CALVÁRIO
A doença faz parte da nossa experiência humana. Mas pode tornar-se desumana, se for vivida no isolamento e no abandono, se não for acompanhada pelo cuidado e pela compaixão. Quando caminhamos juntos é normal que alguém se possa sentir mal, que tenha de parar por causa do cansaço ou por alguma dificuldade no percurso. É exatamente nesses momentos que se vê como estamos a caminhar: se caminhamos verdadeiramente juntos ou vamos pela mesma estrada, mas cada um por sua conta, dando atenção aos seus próprios interesses e deixando que os outros "se arranjem".
«Trata bem dele» (Lc 10,35) A compaixão como exercício sinodal de cura, Mensagem para o XXXI Dia Mundial do Doente Roma, São João de Latrão, 10 de Janeiro de 2023. FRANCISCO
No passado dia 11 de Fevereiro, memória da Virgem Santa Maria de Lurdes, celebrámos no Calvário a Eucaristia e o Sacramento da Unção dos Doentes.
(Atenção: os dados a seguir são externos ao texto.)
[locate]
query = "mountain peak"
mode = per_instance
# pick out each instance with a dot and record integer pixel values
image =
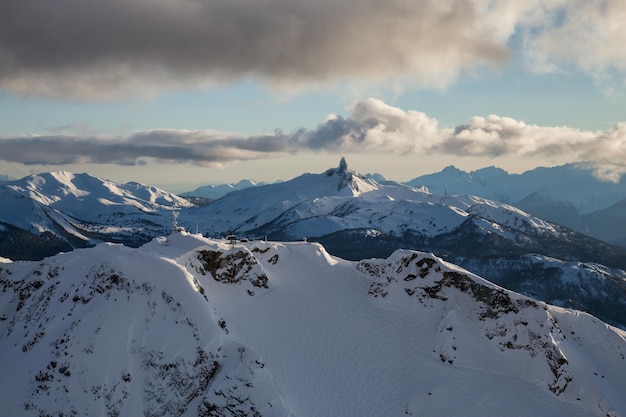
(343, 166)
(345, 175)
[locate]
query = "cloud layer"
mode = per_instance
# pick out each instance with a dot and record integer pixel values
(76, 49)
(371, 126)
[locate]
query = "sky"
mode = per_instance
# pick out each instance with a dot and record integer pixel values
(177, 93)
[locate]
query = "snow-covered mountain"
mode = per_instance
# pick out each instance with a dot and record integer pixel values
(355, 217)
(186, 326)
(570, 195)
(61, 210)
(214, 192)
(352, 215)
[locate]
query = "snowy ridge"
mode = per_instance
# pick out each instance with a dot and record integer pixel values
(188, 326)
(80, 210)
(314, 205)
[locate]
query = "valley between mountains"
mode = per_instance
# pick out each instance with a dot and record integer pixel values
(329, 294)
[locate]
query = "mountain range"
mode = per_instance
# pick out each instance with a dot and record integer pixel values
(190, 326)
(571, 195)
(353, 216)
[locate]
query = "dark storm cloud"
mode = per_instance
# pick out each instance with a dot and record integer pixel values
(102, 49)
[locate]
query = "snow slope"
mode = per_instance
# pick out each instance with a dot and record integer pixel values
(315, 205)
(214, 192)
(570, 195)
(188, 326)
(83, 210)
(573, 184)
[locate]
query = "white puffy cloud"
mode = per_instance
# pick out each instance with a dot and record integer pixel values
(371, 126)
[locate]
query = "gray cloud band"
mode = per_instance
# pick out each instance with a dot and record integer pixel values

Foi uma celebração simples. Os cânticos a cargo da Irmã Laíde, as leituras a cargo do Luís. Aproximaram-se deste sacramento de cura, como lembra o Catecismo da Igreja Católica (Artigo 5, n.º 1499 e ss.), a Adelaide, a Maria Rocha, a Joaquina e o Manuel Moura. Foi preciso desimpedir os lugares que alguns doentes habitualmente ocupam, para dispormos as cadeiras de rodas em local mais central. "Desalojamos" o Carlitos e o Paulo Sérgio, que se sentam sempre o mais próximo do altar.
A propósito da liturgia da palavra comentávamos que precisamente a derradeira Palavra de Deus veio em forma humana, para que aprendamos uma nova linguagem: a humanização, a proximidade, o toque sensível como gesto fundamental. No Espigueiro a Palavra de Deus está suspensa, não brota do chão. Vem do alto e é acolhida com atitude e altitude. Nem a fragilidade impede este acesso transcendente. Todos a escutam ao nível do ouvido, inclinado à voz do mestre, como ensina Bento de Núrsia. O sinal da escuta é o silêncio que a acolhe. Na partilha procuramos que ela não volte aos lábios sem ter produzido fruto no coração e nas atitudes.
O Papa recorda na sua mensagem para o DMD 2023 a parábola do Bom Samaritano (comentou-a também na Fratelli tutti, Capítulo II, entre os n.ºs 56-86) e o desafio que este deixou ao senhor da estalagem para que tratasse bem daquele homem meio morto que encontrou na margem do caminho. A advertência surge porque ele podia não o cuidar, podia recebê-lo somente como fonte económica. A sinodalidade, conclui, é tratar bem, com delicadeza, com misericórdia, com atenção e intenção:
A missão da Igreja, com efeito, especialmente nas circunstâncias históricas que atravessamos, exprime-se no exercício do cuidado. Todos somos frágeis e vulneráveis; todos temos necessidade daquela atenção compassiva que sabe deter-se e aproximar-se, que sabe cuidar e levantar.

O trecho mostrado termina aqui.